La corona del corazón

Confesiones bajo la Luna

La noche había caído sobre Veyrath con un cielo despejado y una luna redonda que parecía observarlo todo en silencio. Elara buscó refugio en los balcones altos del palacio, donde la brisa nocturna traía consigo el perfume del jardín.

Allí, al fin sola, dejó escapar un suspiro que llevaba guardando todo el día. La boda, Dorian, la corona… todo parecía pesar sobre su pecho como una armadura imposible de quitar.

—Deberíais descansar, Alteza.

Elara giró sobresaltada. Kael estaba apoyado en la piedra, su silueta recortada contra el brillo plateado de la luna. Su voz era baja, pero había en ella un calor que la desarmaba.

—¿Y cómo puede descansar una mujer que está a punto de perderse a sí misma? —preguntó Elara, con un hilo de sinceridad que apenas se atrevía a mostrar.

Kael no respondió enseguida.
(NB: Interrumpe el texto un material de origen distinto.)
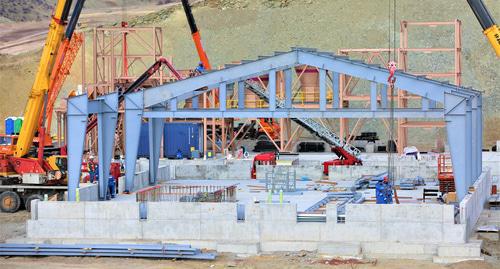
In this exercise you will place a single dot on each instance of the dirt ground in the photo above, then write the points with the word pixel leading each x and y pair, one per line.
pixel 13 225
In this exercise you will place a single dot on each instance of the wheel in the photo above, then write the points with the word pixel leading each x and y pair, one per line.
pixel 9 201
pixel 27 202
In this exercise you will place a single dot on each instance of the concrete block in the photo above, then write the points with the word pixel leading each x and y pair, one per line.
pixel 362 212
pixel 279 212
pixel 113 229
pixel 112 210
pixel 331 213
pixel 228 231
pixel 61 210
pixel 282 246
pixel 448 260
pixel 412 232
pixel 339 248
pixel 276 231
pixel 472 249
pixel 173 211
pixel 239 248
pixel 34 209
pixel 252 212
pixel 55 228
pixel 412 213
pixel 448 214
pixel 454 233
pixel 219 211
pixel 351 232
pixel 171 229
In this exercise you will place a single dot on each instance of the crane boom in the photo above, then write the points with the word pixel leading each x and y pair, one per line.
pixel 40 87
pixel 490 28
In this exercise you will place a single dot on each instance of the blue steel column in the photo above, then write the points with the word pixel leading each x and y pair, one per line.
pixel 322 89
pixel 335 84
pixel 288 87
pixel 133 117
pixel 241 94
pixel 271 87
pixel 77 123
pixel 155 135
pixel 383 96
pixel 468 145
pixel 479 130
pixel 455 110
pixel 222 96
pixel 107 117
pixel 373 96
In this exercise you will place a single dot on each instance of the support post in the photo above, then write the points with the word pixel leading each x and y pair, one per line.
pixel 222 96
pixel 77 117
pixel 322 89
pixel 373 96
pixel 288 88
pixel 155 136
pixel 107 116
pixel 241 94
pixel 383 96
pixel 335 86
pixel 133 116
pixel 456 124
pixel 272 90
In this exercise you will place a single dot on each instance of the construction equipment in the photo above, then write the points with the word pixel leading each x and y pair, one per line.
pixel 24 177
pixel 490 28
pixel 344 158
pixel 349 154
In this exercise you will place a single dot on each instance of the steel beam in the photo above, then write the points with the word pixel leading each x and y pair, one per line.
pixel 106 107
pixel 77 117
pixel 155 135
pixel 133 117
pixel 296 113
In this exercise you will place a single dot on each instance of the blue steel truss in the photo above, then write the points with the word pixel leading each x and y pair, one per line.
pixel 461 107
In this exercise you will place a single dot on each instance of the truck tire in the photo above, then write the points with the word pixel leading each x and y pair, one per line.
pixel 27 202
pixel 9 202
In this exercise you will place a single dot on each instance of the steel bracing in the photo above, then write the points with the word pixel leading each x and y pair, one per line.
pixel 459 106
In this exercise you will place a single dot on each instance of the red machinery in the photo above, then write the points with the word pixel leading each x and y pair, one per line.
pixel 344 158
pixel 266 158
pixel 445 174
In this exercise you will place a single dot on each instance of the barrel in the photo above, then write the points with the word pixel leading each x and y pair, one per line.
pixel 18 123
pixel 9 125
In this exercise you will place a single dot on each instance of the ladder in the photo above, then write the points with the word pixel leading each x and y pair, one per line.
pixel 311 125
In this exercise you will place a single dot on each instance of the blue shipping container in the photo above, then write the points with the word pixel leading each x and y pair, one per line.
pixel 143 150
pixel 9 125
pixel 182 136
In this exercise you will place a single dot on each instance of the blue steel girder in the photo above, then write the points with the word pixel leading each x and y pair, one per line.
pixel 79 107
pixel 461 106
pixel 133 116
pixel 431 89
pixel 77 117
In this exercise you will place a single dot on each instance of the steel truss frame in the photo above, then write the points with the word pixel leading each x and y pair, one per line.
pixel 461 108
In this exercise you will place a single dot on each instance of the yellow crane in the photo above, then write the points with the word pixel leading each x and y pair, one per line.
pixel 42 80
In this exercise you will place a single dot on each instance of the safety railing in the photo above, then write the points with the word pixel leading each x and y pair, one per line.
pixel 187 193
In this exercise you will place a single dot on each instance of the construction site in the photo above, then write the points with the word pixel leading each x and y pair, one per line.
pixel 250 134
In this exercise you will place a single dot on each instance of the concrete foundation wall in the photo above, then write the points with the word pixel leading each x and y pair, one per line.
pixel 414 231
pixel 473 203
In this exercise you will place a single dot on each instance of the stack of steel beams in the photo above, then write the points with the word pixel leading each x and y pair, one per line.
pixel 166 251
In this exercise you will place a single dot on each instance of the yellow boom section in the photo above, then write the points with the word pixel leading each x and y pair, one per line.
pixel 493 34
pixel 41 85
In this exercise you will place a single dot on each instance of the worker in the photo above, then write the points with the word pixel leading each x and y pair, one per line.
pixel 200 69
pixel 92 168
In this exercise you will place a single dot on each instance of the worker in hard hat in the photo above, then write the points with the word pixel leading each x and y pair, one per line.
pixel 200 69
pixel 92 168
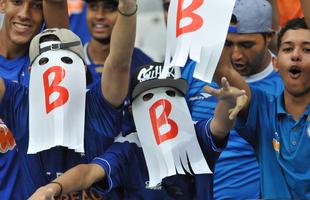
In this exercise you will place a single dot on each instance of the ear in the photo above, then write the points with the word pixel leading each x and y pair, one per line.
pixel 2 6
pixel 275 63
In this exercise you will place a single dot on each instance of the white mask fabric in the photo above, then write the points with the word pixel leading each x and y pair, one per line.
pixel 167 134
pixel 57 93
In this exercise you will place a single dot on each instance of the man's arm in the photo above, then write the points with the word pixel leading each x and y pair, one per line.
pixel 305 5
pixel 55 13
pixel 77 178
pixel 115 77
pixel 225 69
pixel 231 101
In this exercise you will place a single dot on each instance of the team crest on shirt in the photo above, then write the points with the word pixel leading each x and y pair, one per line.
pixel 276 143
pixel 7 141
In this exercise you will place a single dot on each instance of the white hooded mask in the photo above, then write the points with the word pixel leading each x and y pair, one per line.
pixel 167 134
pixel 57 94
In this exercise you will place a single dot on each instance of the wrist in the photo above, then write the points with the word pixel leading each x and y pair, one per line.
pixel 56 187
pixel 127 10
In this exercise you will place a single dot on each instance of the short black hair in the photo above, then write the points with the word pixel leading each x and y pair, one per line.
pixel 294 24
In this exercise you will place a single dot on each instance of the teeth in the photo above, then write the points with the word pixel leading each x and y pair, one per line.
pixel 100 26
pixel 22 26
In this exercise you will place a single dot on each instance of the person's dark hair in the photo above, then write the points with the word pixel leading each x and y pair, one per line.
pixel 233 19
pixel 294 24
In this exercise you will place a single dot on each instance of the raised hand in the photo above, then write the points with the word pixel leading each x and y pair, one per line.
pixel 233 97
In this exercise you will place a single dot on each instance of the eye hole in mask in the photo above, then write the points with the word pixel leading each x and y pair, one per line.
pixel 148 96
pixel 171 93
pixel 43 61
pixel 67 60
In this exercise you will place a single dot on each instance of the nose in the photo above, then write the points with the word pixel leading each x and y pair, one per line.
pixel 236 53
pixel 101 12
pixel 296 55
pixel 24 12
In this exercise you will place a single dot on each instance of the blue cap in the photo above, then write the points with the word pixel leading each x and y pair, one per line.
pixel 253 16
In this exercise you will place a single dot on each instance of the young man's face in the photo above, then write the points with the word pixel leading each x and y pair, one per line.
pixel 101 17
pixel 293 61
pixel 22 20
pixel 247 52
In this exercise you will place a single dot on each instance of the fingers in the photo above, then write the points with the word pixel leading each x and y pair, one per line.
pixel 225 84
pixel 240 104
pixel 211 90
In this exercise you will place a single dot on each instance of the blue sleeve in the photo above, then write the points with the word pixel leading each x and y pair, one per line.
pixel 207 142
pixel 116 162
pixel 247 128
pixel 100 115
pixel 14 109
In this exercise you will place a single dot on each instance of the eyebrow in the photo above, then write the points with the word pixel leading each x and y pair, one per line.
pixel 290 42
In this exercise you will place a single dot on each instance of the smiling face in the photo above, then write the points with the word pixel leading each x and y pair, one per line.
pixel 101 17
pixel 293 62
pixel 22 20
pixel 248 52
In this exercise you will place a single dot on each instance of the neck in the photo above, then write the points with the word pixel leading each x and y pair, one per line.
pixel 296 106
pixel 266 61
pixel 98 52
pixel 11 50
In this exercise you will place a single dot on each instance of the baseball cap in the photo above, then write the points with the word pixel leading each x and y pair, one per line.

Caminó hasta quedar frente a ella, lo bastante cerca como para que el aire entre ambos se llenara de tensión.

—Vuestra fuerza siempre me ha inspirado —dijo al fin, con un tono que parecía escapársele sin permiso—. Pero incluso los más fuertes tienen derecho a temer.

Elara lo miró, con el corazón latiendo más rápido de lo que debía.
—¿Y vos, Kael? ¿Acaso no teméis nada?

Un destello pasó por sus ojos, y por primera vez, ella notó un resquicio en aquella muralla de acero que siempre lo rodeaba.

—Sí —susurró él, bajando la mirada—. Temo a lo que no debería sentir.

El silencio los envolvió. Ninguno se movió, pero en esa quietud la confesión quedó flotando entre ellos como un juramento roto. Elara, sin pensarlo, extendió la mano y rozó los dedos de Kael. Fue un contacto breve, pero suficiente para que algo invisible se encendiera: un latido, profundo y mágico, vibró en ambos al unísono.

Los ojos de Elara se abrieron con sorpresa. Él también lo había sentido. Lo supo porque Kael apartó la mano enseguida, como si el toque hubiera sido fuego.

—Perdonadme, princesa —dijo, su voz ahora dura y tensa—. No debí…

Se giró para marcharse, pero antes de perderse en la oscuridad añadió, en un murmullo apenas audible:

—Si vuestro corazón late así… es porque pertenece a alguien. Y no debería ser a mí.

Elara quedó sola bajo la luna, con los dedos aún temblando y el eco de ese latido resonando en su pecho.